SIM-Karten machen Karriere
VDI nachrichten, München, 12. 5. 06, rb – Heute ist die SIM-Karte im Handy Schlüssel und Torwächter zugleich. Das Subscriber Identity Module (SIM) authentifiziert und schützt seinen Besitzer. Denn die kleine Chipkarte besteht aus einem Mini-Prozessor und einem Speicher mit geheimen Nummern sowie Algorithmen zur Verschlüsselung von Sprach- und Signaldaten. Doch schon bald soll die Karte eine zweite Karriere starten, dank Speicheraufrüstung per Flash.
Heutige Funktelefone verfügen im Schnitt über Speichergrößen von 64 kByte. Damit lassen sich laut Gieseke & Devrient (G&D), München, gerade einmal 50 bis 100 SMS (Short Message Service) und 250 Telefonnummern speichern. Karten der neuen Generation weisen Speicherkapazitäten von bis zu 400 kByte auf bald schon soll es bis zu 1 GByte sein. Der Bedarf für die massive Kapazitätssteigerung erwächst aus dem Content-Geschäft. Nach Analysen von Strategy Analytics geben Han- dynutzer 2009 weltweit voraussichtlich 90 Mrd. $ für Inhalte jeglicher Art aus: Klingeltöne, Bilder, Musik, Finanz- und Verkehrsinformationen, Spiele, Sportereignisse, Nachrichten und Flirtanbahnung werden aufs Handy geladen und verschickt.
Ein Teil davon soll direkt auf die SIM-Karte.
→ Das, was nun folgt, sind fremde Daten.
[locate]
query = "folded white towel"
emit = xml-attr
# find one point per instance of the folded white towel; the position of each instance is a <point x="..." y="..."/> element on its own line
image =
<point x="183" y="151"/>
So stellte Kartenlieferant G&D jüngst ein Telefonbuch mit kompletter Anschrift, mehreren E-Mail-Adressen und Telefonnummern vor. Die Basis für die Anwendung ist „GalaxSIM“, eine SIM-Kartenserie mit Speicherkapazitäten im Bereich von 64 MByte bis 512 MByte.
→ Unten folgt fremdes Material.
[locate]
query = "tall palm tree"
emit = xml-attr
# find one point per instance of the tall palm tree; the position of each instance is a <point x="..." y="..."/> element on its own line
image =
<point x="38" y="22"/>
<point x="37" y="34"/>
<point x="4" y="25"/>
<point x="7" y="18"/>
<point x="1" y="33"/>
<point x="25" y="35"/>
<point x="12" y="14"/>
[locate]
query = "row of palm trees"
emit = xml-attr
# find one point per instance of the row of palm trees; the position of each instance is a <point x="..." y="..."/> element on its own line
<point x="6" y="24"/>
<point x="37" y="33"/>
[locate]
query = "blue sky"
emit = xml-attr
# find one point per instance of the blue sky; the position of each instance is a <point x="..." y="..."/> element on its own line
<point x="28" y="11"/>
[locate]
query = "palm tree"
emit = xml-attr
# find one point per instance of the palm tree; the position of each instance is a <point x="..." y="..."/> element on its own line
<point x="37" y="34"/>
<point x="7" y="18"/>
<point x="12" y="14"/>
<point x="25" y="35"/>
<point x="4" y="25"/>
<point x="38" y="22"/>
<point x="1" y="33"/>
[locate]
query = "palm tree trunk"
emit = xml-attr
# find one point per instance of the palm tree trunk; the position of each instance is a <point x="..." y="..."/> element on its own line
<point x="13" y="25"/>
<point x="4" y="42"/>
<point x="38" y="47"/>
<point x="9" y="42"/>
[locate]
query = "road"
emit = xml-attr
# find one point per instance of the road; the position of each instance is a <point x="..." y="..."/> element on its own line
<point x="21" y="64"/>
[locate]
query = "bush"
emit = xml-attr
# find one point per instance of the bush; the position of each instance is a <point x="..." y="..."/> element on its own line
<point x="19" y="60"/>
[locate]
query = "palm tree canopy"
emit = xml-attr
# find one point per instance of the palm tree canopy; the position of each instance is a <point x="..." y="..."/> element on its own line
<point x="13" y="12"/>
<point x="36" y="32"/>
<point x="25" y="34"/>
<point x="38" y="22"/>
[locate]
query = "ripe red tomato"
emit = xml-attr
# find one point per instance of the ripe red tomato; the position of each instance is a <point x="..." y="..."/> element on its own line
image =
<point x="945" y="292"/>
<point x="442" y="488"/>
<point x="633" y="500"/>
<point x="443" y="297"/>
Doch nicht nur die Inhalte selbst verschlingen Speicherplatz. Auch die Strukturen, die notwendig sind, um die Rechte daran zu verwalten und die Abrechnung zu ermöglichen, sollen auf die SIM-Karte. Denn alle wollen verdienen, vom Provider bis zu den Content-Lieferanten, von Disney bis Sex-Hotlines. So sieht Jean-Marc Julia, Europachef von Spansion, Hersteller eines der neuartigen Super-Flash-Speichers (siehe Kasten), in der sicheren Verwahrung und Verwaltung von Zugriffsrechten und Bezahlmodellen, kurz Digital- Rights-Management, die Killer-Anwendung für die SIM-Karten schlechthin.
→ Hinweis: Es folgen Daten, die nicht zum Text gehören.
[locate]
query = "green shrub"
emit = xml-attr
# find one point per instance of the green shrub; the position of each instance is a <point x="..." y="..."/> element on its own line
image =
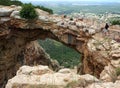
<point x="28" y="11"/>
<point x="10" y="2"/>
<point x="45" y="9"/>
<point x="118" y="71"/>
<point x="114" y="20"/>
Mit den neuen SIM-Karten können Verbraucher in Zukunft ihre Profile und Inhalte von einem zum anderen Handy oder auch PC übertragen. Rechnerhersteller Fujitsu Siemens etwa zeigte zur CeBIT eine schickes 1,4 kg schweres Notebook, das für das Surfen via UMTS keine auffällige Steckkarte mehr benötigt. Stattdessen fügt der Anwender an versteckter Stelle seine SIM-Karte ein. Doch das werde längst nicht alles sein, was ein Smartcard-Chip beziehungsweise eine SIM-Karte für PCs und Notebooks in petto hat. Auch in ihrem Haus, verrät Vera Schuh, Pressereferentin bei G&D, beschäftige sich die Abteilung „New Business“ mit solchen Möglichkeiten.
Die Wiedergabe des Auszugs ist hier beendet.